Ballers follows the series orders for political comedy The Brink and an American remake of British conspiracy thriller Utopia, both of which occurred earlier this week. HBO is in something of a transitional period at the moment and the flux of orders will go a ways toward replacing the likes of Boardwalk Empire, The Newsroom, and True Blood, all of whom will be signing off this year. Couple those losses with the conclusions of Treme, Ja’mie: Private School Girl, Family Tree, and Hello Ladies and HBO will be replacing a lot of programming over the next year or so.
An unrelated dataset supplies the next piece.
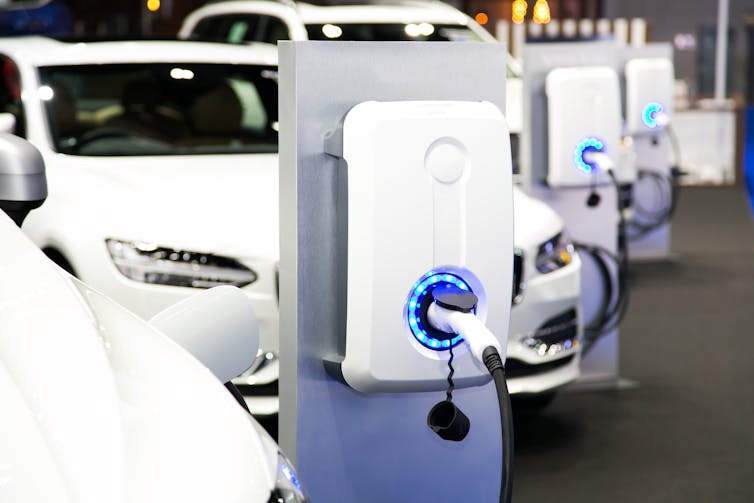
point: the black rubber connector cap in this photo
(593, 200)
(455, 299)
(448, 421)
The network has already premiered two new series this year in crime drama True Detective and gay-themed dramedy Looking, with tech comedy Silicon Valley and Damon Lindelof drama The Leftovers still to come in 2014.
Purported to be broader skewing than some of its recent comedies, Ballers seems like it would be penciled in for a fall 2015 launch, assuming HBO opts against squeezing comedies in at the end of 2014 like it did with Getting On and Ja’mie: Private School Girl in 2013. With it being broad enough to help a completely revamped fall lineup, airing during a time when America is enraptured by the National Football League, and featuring an immensely charismatic lead in Johnson, the show would be a good building block for the next generation of HBO. After making decisions on all of its comedy pilots, the network will now turn to its fleet of drama pilots, including the likes of Ryan Murphy’s Open and David Milch’s The Money, to see what could be their next great fall drama, provided genre-leaning Utopia gets paired with similarly skewing The Leftovers as expected.
In addition to Johnson, Ballers will star Rob Corddry (Childrens Hospital), Troy Garity (Boss), Omar Miller (CSI: Miami), and John David Washington (The Book of Eli), as well as newcomer Donovan Carter.
Do you think Ballers will bring a broader comedy audience to HBO? Where should the network slot the show during its first season? Can Johnson successfully transition from a lucrative career in film into the world of television?